I lavoratori, rappresentati dall'avvocato Domenico Schembri, ritenendo illegittimo il licenziamento lo avevano impugnato dinanzi al giudice del lavoro del tribunale

(foto archivio)

C'è l'accordo. A siglarlo, davanti al giudice del lavoro del tribunale di Agrigento, è stata la Congregazione femminile Serve dei poveri - che gestiva il Boccone del povero di Favara - ed i nove lavoratori dipendenti in servizio nella struttura. A rendelo noto è stato l'avvocato Domenico Schembri che assisteva i lavoratori.

Lo scorso 7 dicembre, la Congregazione aveva intimato il licenziamento collettivo di tutti i lavoratori in servizio al Boccone del povero di Favara.
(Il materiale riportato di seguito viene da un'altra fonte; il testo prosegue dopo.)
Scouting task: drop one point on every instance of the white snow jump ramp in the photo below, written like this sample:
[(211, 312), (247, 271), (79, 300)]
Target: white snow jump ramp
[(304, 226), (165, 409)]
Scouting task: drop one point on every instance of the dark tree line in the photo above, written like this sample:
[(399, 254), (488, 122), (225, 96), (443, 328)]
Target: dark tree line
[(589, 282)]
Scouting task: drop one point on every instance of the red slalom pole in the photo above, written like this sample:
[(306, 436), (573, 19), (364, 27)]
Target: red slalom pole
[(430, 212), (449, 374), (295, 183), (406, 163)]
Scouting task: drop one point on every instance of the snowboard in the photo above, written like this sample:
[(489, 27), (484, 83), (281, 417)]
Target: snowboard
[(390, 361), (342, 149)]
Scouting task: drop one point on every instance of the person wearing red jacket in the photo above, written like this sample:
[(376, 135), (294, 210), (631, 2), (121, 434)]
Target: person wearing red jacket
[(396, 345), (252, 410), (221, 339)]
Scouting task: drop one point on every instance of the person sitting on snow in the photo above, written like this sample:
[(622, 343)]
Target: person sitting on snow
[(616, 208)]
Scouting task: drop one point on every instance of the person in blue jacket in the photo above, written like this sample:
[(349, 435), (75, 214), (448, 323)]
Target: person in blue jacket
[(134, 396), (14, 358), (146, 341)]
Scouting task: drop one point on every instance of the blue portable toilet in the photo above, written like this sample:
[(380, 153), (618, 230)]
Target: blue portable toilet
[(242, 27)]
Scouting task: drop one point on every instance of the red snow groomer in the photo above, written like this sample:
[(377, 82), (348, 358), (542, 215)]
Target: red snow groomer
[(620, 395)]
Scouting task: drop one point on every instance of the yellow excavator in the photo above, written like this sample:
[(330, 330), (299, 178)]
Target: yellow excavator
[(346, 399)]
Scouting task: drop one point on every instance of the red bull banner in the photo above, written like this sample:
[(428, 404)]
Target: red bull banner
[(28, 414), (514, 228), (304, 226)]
I lavoratori - assistiti dall'avvocato Domenico Schembri - ritenendo illegittimo il licenziamento lo avevano impugnato dinanzi al giudice del lavoro del tribunale di Agrigento.

Ieri, il tribunale - quale esito di una proposta giudiziale di conciliazione - ha suggellato un accordo tra Congregazione e lavoratori. Accordo con il quale, accogliendo sostanzialmente le tesi dei lavoratori sulla illegittimità del licenziamento, ha disposto che la Congregazione versi a ciascun lavoratore una somma di denaro a titolo di indennità risarcitoria.

I lavoratori e l'avvocato Schembri hanno espresso grande soddisfazione per l'esito del procedimento giudiziario che ha riconosciuto un giusto risarcimento monetario per l'illegittimità del licenziamento.